Ankara Maltepe Camii’nde Ankara İl Müftüsü Yusuf Doğan’ın imametinde Covid-19 salgını nedeniyle temsili olarak cuma namazı kılındı. Namaz öncesinde Doğan, “ Ramazan ve Sorumluluk Bilinci” başlıklı hutbe irad etti. Doğan tarafından okunan hutbede, şu ifadelere yer verildi:
“Ayların efendisi mübarek Ramazan-ı şerif içerisinde, günlerin efendisi mübarek Cuma gününe erişmiş bulunuyoruz. Biz bugüne eriştiren Rabbimize sonsuz hamd ve senalar ediyoruz. Ramazanın ve cumanın bereketi, hayrı, lutfü, in’amı, ihsanı, güzellikleri gönüllerimize, hanelerimize, üzerimize aksın, dolsun. Cumanız mübarek olsun, değerli kardeşlerim. Muhterem Müslümanlar! Hutbeme başlarken okuduğum ayet-i kerimede yüce Rabbimiz şöyle buyuruyor: ’Ey iman edenler! Rüku edin, secdeye kapanın, Rabbinize ibadet edin, dünya ve âhiret için faydalı işler yapın ki kurtuluşa eresiniz.’[1]
Okuduğum hadis-i şerifte ise rehberimzi, efendimiz sevgili Peygamberimiz (s.a.s) şöyle buyuruyor: ‘Akıllı kişi, alçak gönüllü olan, kendini hesaba çeken ve ölümden sonrası için çalışandır.’[2]

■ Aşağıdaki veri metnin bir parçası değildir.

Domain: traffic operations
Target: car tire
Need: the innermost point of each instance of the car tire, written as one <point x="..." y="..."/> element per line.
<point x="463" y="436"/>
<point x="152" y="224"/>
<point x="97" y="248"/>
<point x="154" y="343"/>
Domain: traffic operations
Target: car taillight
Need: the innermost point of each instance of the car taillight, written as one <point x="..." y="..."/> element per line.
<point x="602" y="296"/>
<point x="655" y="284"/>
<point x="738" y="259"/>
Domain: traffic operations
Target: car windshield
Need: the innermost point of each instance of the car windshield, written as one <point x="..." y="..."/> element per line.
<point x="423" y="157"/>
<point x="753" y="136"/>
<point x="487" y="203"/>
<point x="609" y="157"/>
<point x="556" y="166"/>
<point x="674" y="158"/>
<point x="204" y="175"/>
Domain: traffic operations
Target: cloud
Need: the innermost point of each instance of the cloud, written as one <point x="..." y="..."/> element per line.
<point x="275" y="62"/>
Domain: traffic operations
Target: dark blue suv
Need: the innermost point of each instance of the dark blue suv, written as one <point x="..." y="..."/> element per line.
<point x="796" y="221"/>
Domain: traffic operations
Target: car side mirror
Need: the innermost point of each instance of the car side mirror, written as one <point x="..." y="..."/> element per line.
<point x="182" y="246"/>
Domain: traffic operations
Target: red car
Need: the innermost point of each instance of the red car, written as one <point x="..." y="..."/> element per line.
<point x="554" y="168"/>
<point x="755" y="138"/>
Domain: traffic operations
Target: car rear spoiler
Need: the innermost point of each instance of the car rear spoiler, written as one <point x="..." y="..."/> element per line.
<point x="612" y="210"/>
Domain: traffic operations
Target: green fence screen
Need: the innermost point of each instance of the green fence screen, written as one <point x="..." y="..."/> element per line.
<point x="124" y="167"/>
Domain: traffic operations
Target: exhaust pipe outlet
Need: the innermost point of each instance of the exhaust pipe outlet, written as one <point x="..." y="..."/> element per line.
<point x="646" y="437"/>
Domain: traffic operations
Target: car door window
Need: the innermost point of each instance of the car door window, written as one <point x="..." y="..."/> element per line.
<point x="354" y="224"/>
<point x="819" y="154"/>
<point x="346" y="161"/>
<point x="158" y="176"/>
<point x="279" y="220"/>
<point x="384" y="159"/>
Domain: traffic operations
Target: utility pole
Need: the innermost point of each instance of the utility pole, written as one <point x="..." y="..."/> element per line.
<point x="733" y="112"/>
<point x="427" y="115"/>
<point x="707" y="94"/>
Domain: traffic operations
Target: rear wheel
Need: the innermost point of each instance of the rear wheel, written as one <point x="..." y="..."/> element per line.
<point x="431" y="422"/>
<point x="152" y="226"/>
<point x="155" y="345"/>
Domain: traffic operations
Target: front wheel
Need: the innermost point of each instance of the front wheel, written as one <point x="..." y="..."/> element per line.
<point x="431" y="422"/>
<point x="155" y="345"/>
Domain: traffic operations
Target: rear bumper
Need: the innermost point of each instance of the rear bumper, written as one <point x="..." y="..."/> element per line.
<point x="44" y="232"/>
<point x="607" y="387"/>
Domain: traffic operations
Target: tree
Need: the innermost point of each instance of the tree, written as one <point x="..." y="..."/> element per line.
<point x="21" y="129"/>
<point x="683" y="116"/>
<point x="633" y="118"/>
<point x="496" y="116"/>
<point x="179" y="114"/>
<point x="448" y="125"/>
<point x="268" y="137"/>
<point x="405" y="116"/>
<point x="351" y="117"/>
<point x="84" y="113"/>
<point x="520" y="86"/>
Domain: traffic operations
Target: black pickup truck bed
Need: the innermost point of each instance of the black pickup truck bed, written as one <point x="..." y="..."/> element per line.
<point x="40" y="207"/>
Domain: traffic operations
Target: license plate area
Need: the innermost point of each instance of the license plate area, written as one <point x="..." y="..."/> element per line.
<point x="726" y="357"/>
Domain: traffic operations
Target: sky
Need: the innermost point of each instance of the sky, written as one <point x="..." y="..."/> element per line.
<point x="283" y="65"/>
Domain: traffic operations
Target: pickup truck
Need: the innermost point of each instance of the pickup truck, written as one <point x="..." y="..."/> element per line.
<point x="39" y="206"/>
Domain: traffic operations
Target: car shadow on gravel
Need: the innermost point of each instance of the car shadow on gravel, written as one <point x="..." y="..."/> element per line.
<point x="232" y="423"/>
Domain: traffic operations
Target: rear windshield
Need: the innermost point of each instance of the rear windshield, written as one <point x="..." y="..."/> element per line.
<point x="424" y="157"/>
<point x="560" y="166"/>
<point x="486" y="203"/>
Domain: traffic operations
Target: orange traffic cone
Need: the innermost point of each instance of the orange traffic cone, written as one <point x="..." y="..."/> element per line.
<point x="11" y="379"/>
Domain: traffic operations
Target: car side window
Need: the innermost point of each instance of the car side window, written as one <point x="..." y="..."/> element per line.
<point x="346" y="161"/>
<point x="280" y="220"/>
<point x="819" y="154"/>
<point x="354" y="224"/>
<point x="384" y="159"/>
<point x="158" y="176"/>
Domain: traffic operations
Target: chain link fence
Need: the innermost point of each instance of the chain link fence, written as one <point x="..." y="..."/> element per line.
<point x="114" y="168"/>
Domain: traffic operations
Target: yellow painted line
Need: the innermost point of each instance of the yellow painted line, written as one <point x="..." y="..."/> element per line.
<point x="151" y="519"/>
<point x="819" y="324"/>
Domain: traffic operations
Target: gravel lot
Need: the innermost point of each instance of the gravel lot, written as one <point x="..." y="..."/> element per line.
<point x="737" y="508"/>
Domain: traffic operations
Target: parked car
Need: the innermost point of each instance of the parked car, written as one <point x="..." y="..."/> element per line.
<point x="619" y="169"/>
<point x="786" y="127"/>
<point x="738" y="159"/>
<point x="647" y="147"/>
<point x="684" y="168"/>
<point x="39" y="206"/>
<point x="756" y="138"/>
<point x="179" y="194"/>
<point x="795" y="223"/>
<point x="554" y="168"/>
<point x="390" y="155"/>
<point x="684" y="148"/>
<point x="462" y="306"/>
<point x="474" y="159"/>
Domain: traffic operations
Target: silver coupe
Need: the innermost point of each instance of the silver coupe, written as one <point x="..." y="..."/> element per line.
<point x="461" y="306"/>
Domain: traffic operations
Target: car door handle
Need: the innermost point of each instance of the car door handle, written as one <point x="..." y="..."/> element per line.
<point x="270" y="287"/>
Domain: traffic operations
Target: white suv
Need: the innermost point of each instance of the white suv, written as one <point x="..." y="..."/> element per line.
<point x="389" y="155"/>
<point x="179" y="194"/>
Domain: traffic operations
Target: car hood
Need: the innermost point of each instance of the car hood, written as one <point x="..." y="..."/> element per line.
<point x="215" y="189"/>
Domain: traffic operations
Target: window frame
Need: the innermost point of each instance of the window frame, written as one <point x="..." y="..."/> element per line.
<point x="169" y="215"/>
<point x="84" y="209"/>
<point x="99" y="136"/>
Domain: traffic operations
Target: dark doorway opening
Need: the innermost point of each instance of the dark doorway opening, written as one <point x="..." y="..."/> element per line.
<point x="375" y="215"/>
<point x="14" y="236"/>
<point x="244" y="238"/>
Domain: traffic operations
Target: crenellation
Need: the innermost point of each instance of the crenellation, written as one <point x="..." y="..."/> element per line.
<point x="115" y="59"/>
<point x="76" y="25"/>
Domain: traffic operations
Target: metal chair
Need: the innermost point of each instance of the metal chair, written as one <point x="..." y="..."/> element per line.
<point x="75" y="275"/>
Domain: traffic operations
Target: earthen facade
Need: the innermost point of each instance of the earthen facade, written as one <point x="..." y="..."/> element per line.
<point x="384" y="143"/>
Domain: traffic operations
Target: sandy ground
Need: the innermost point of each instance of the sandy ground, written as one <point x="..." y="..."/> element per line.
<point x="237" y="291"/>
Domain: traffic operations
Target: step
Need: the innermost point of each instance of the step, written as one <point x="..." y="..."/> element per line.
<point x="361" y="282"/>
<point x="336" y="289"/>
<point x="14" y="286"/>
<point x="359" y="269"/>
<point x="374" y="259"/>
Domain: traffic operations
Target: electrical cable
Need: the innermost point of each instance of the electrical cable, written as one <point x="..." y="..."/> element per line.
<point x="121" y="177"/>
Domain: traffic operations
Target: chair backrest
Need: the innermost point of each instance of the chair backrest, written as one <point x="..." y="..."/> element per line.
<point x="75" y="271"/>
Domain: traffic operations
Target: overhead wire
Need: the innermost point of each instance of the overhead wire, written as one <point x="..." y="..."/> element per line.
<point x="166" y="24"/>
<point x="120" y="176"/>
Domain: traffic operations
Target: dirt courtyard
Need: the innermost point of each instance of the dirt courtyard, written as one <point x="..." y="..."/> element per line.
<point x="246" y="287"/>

Aziz Müminler! Allah Teâla, insanı belirli bir amaç doğrultusunda, en güzel kıvamda yaratmış, akıl ve irade gibi üstün özelliklerle donatmıştır. Ondan yalnızca kendisine kul olmasını, sağlam bir iman ve salih amellerle dünya ve ahiret mutluluğunu kazanmasını istemiştir. Rabbimizin insana bahşettiği nimetler sayısızdır. “Allah’ın nimetlerini saymaya kalksanız, sayamazsınız.” Akıl, irade, ilim, iman, evlat, mal ve sıhhat bu nimetlerden sadece bazılarıdır. Ancak bütün bu nimetlere karşı insanın yerine getirmesi gereken yükümlülükleri vardır. İnancımıza göre, her nimetin insana yüklediği bir sorumluluk vardır. Nitekim “Nihayet o gün dünyada yararlandığınız nimetlerden elbette hesaba çekileceksiniz.”[3] âyeti bu gerçeği vurgulamaktadır. Yüce dinimiz İslam’a göre, öncelikle Cenâb-ı Hakka karşı sorumlu olan insanın, kendisine, ailesine, yakınlarına ve çevresine karşı sorumlulukları vardır. İnsan, sahip olduğu her nimetin, Cenâb-ı Hakk’ın lütuf ve ihsanı olduğunun farkında olmalıdır. Yaratılışındaki mükemmelliği, özündeki güzelliği korumalı, sorumluluk bilincini kuşanarak her vesileyle Allah’a şükretmelidir. Kıymetli Müslümanlar! Sorumluluk, insanın hayatına anlam katan, onu gayesiz yaşamaktan kurtaran en güzel haslettir. Sorumluluk bilinci, erdemli bir hayatın olmazsa olmazıdır. İnsan, sorumluluk bilinciyle hayatını ve çevresini güzelleştirir. Sosyal bir varlık olan insan, davranışlarının diğer insanlarda ve çevresinde nasıl bir etki oluşturduğunu hesap etmelidir. Bu açıdan kâmil bir insan, bütün varlık âlemine karşı sorumluluk duygusu taşıyan bir karaktere sahiptir.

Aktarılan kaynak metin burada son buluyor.